LONDON (Reuters) - European shares dipped on Wednesday as poor corporate earnings in the pharmaceutical sector weighed on sentiment already soured by trade tensions, with Washington preparing tariffs on another $16 billion of Chinese goods.
The pan-European STOXX 600 ended the session down 0.2 percent, with the European healthcare index .SXDP leading losers, down 1 percent.
Worries over global trade and tariffs continue to pressure euro zone stocks, with the Euro Stoxx .STOXXE index down 0.6 percent so far in August.

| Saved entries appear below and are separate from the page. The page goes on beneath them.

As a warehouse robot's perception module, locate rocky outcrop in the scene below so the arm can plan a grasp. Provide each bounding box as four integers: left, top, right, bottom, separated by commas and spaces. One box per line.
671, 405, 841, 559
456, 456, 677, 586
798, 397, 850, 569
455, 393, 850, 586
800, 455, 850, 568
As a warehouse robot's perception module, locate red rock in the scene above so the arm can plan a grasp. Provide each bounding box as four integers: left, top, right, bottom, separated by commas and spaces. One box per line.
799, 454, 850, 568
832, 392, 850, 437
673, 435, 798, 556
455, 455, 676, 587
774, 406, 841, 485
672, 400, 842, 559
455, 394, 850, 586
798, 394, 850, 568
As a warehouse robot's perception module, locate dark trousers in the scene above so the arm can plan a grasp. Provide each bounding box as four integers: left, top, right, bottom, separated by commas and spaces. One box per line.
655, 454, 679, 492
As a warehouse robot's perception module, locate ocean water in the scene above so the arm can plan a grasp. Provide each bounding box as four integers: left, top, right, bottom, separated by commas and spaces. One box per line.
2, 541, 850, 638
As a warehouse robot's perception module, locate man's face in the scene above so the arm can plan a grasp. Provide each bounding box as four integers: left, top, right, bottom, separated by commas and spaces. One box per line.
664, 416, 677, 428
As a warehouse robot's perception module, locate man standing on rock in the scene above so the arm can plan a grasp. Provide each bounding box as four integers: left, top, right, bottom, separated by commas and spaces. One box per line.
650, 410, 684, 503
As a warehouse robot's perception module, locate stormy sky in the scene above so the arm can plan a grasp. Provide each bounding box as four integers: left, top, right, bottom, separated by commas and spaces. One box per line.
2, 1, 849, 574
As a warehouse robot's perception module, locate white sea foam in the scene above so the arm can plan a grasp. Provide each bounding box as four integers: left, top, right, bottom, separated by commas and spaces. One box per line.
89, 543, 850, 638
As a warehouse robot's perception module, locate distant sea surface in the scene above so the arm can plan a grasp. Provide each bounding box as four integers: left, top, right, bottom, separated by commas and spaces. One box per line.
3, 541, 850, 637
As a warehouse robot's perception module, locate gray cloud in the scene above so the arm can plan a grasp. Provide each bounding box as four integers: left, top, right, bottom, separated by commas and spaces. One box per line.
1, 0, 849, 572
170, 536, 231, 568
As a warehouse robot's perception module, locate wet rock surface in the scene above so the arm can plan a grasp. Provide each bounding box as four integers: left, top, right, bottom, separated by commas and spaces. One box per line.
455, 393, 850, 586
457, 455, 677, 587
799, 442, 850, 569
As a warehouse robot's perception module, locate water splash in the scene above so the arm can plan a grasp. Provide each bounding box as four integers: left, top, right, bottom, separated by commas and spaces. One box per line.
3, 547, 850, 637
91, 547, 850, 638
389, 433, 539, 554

“We are cautious on Europe, given the possible impact on growth from U.S. trade measures, especially on export dependent Germany,” Luca Paolini, chief strategist at Pictet Asset Management, said in a note.
Analysts at Berenberg said Novo Nordisk’s earnings were “a fairly lackluster set of results”, while Jefferies analysts said sales of Lundbeck’s key products were shy of consensus.

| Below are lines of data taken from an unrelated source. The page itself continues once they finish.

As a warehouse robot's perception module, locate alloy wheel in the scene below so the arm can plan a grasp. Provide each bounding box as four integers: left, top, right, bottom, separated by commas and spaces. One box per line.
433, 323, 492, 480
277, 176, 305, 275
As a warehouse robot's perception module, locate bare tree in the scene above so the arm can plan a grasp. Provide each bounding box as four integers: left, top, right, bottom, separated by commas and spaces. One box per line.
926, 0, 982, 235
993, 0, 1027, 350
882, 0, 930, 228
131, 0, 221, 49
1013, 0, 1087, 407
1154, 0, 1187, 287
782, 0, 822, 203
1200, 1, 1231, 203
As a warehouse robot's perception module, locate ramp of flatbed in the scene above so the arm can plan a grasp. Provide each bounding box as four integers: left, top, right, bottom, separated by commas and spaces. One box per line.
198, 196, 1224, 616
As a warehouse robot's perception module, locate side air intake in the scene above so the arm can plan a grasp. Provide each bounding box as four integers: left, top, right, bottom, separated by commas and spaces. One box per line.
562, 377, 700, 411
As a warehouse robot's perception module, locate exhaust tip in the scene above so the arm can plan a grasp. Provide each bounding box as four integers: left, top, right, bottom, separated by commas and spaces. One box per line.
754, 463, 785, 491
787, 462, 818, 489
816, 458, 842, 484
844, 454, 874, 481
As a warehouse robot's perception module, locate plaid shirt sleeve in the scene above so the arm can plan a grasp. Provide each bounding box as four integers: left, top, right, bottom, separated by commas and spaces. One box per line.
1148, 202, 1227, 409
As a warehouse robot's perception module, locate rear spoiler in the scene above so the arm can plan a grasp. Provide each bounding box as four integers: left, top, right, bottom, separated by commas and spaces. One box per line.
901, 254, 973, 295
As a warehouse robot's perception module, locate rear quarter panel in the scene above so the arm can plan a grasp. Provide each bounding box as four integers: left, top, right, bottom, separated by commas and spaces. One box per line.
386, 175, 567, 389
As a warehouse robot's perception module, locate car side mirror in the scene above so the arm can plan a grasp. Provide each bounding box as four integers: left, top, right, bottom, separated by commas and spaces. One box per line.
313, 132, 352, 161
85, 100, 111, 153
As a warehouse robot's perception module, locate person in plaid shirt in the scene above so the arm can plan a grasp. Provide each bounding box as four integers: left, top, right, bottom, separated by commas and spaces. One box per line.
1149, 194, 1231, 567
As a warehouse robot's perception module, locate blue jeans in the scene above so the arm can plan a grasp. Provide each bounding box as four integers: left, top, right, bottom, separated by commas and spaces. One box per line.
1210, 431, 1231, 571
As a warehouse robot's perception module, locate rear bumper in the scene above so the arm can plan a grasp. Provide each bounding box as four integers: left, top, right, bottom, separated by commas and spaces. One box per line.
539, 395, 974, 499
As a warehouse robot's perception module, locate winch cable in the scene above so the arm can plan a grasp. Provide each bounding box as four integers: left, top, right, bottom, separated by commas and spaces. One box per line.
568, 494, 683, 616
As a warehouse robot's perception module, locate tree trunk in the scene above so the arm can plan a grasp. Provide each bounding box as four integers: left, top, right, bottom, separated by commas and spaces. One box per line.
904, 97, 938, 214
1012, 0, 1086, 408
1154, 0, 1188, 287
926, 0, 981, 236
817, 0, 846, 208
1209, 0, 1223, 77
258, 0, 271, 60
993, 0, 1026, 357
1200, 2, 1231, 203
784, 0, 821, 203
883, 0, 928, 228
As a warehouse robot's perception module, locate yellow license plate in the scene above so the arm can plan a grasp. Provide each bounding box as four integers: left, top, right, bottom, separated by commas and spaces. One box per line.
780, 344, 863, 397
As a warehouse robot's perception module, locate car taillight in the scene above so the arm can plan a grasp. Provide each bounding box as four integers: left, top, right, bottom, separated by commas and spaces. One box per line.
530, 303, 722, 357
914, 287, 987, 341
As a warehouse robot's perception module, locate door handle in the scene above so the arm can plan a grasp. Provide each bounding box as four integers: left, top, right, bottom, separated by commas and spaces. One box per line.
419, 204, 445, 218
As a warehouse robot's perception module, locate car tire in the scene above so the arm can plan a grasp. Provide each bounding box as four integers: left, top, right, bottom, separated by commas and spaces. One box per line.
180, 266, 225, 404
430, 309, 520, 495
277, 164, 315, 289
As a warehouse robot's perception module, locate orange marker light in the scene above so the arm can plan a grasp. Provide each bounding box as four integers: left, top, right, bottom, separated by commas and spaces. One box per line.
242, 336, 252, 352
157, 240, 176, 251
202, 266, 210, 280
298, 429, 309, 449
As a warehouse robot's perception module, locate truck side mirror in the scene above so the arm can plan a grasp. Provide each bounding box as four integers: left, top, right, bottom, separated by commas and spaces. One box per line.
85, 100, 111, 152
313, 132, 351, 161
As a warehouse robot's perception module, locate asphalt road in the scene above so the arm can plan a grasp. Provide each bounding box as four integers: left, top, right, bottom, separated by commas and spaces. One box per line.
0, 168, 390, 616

Britain’s UDG Healthcare (UDG.L) also took a hit, down more than 10 percent after flagging weakness at its contract sales and patient support services operations.
Other blue-chip results also weighed, with Dutch food retailer Ahold Delhaize (AD.AS) down 1.6 percent.
Italian bank BPER Banca (EMII.MI) lost nearly 6 percent, with one analyst citing disappointing quarterly interest income.
French supermarket chain Casino (CASP.PA) shed 6 percent after broker Bernstein cut the stock to “underperform”.
Among better-received trading updates, Nokian Tyres NRE1V.HE jumped 3.8 percent after beating earnings expectations and Dutch bank ABN Amro (ABNd.AS) added 3.5 percent after reporting second-quarter profits.
Overall, though, the earnings season hasn’t been as strong as in the United States; actual earnings growth for the MSCI EMU index is clocking in at 7.6 percent, according to I/B/E/S data.
A strong U.S. earnings season has also fueled optimism about economic strength there, with S&P 500 firms seeing a 23.5 percent rise in their April-June profits, according to Thomson Reuters data.